Con la ventana encendida en el canal de noticas 24h, la nieve sigue cayendo. Empieza a acumularse en los tejados, las barandas, las ramas de los árboles. En los campos, en los coches, en las aceras. Parece que el mundo se viste hoy de blanco, no marfil, ni beige, ni ese gris sucio de algunas fachadas, sino blanco, un blanco frío y esponjoso.

La nieve sigue y sigue cayendo, impasible, paciente. Uno puede estar loco o estar en lo cierto si al prestar atención a la trayectoria que marcan los copos al caer descubre que bailan un vals, el Vals del Silencio. No es un silencio poético, no es un silencio con ausencia total de sonido, no es un silencio del alma. O a lo mejor es todo eso: un silencio del Tiempo, todo queda inmóvil, y sin embargo, la nieve baila un vals.

Un-dos-tres (cambia de dirección)
Un-dos-tres (vuelve a cambiar)
Un-dos-tres...

Y así, poco a poco, de tres en tres, el tiempo va haciéndose cada vez más lento, hasta que al final se para...

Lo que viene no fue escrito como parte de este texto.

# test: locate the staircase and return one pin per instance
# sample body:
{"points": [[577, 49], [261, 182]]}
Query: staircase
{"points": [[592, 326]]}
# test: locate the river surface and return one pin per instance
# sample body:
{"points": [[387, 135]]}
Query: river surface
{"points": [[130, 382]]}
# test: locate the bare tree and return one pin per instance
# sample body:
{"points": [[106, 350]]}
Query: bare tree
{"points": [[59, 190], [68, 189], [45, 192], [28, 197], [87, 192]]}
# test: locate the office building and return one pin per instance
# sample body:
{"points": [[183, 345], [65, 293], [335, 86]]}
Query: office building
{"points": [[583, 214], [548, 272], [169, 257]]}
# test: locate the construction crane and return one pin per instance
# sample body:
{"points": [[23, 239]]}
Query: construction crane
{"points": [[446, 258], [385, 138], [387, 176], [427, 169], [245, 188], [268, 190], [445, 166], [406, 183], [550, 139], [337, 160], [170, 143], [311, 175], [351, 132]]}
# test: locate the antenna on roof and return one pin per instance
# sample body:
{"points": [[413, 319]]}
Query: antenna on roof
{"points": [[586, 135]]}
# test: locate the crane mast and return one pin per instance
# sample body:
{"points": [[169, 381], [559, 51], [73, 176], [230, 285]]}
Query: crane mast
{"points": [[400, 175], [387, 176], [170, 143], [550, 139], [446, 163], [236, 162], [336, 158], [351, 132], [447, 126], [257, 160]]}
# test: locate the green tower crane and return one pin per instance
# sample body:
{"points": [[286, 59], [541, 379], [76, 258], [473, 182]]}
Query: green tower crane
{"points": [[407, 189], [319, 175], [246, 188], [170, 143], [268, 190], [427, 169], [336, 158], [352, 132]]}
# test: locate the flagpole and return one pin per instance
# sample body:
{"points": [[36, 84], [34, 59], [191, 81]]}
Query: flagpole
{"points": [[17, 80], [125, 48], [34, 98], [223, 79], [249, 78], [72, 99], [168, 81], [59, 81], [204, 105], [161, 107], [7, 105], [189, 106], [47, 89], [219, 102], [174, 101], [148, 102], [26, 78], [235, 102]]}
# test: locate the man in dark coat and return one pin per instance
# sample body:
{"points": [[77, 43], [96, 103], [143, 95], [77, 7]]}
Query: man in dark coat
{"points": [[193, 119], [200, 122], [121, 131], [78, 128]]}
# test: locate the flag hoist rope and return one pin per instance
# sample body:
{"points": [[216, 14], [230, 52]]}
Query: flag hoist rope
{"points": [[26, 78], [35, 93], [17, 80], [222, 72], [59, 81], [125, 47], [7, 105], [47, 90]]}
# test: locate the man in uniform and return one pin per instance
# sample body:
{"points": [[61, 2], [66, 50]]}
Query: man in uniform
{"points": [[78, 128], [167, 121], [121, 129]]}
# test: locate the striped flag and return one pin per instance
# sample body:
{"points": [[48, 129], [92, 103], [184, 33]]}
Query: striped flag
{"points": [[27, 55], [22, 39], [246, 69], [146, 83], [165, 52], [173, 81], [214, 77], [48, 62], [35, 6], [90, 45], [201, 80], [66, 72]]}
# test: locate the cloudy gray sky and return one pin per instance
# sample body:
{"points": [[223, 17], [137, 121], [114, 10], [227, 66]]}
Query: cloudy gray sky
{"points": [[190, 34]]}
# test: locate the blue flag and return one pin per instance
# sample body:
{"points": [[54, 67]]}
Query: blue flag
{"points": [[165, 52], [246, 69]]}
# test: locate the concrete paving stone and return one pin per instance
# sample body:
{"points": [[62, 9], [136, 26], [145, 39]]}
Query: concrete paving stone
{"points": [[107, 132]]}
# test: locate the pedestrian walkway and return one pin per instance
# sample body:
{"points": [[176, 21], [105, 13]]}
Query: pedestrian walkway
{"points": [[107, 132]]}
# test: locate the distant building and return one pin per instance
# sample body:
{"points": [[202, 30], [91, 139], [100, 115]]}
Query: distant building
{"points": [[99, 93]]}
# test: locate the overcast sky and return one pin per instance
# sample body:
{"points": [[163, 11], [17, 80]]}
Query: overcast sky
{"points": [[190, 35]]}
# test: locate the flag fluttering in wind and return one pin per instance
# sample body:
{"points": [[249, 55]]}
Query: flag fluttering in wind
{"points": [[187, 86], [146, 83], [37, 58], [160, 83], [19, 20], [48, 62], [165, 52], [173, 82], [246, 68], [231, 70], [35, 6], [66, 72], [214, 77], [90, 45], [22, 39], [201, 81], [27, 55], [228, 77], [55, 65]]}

y todo se queda en blanco, como una fotografía navideña capturada en un instante que quiere hacerse eterno. Dejemos que crea tal cosa, no fundamos su esperanza antes de tiempo.

domingo, 8 de noviembre de 2009

Canción del viento furioso o el rastro de la melancolía.





Desde anoche y hasta ahora el viento no ha cesado ahí fuera. El Viento, el mismo que ruge, que silba, que canta y aúlla. Su música no es dócil ni melódica como la de la lluvia, sino visceral, rotunda.

Todo el espectáculo llega amortiguado por el cristal de la ventana, ¡y menos mal! Llega por un lado del valle como una procesión de almas airadas, que arrasan sin piedad en un grito grave, unívoco y terriblemente veloz. Tal grito no cesa, se mantiene en un acorde sostenido por alguna furia remota. Pero no todo es solamente ira y rabia. Algunas almas se han desprendido de la procesión para hacer sonar sus propios instrumentos: el chirrido del hierro torciéndose se lamenta y pide perdón por el horror que se avecina, la cerámica que rueda por un suelo al parecer hueco, y tras un breve silencio, estalla. El bufido tubular de una cañería oxidada, el vibrar nervioso de un alambre tenso, el latigazo rítmico de una cuerda suelta, el aporreo insistente de una madera, ... ¡un sobrecogedor portazo!

Todo eso parece ocurrir fuera, y dentro, en la casa, que es caja resonante de esos y otros sonidos misteriosos, desconocidos, todo parece estar en calma. Es desde esa calma que veo a los árboles bailar una danza que no sigue el compás terrible del vendaval. Las cuerdas blancas y perfectamente paralelas del tendedero se mueven, como pinzadas por dedos invisibles, emitiendo los inaudibles sonidos de un arpa milenaria, entonando una canción que ya conozco. Es el rastro de la melancolía, los restos humeantes de una guerra, la esperanza que nace de un corazón hecho trizas, el resurgir del fénix de entre las cenizas y su canto enérgico a la vida.

De nuevo ni el Otoño ni el Viento han podido prever los resultados de su obra. Los armónicos inesperados de su siniestra sinfonía les han vencido. Y yo, sinceramente, esta vez les doy las gracias.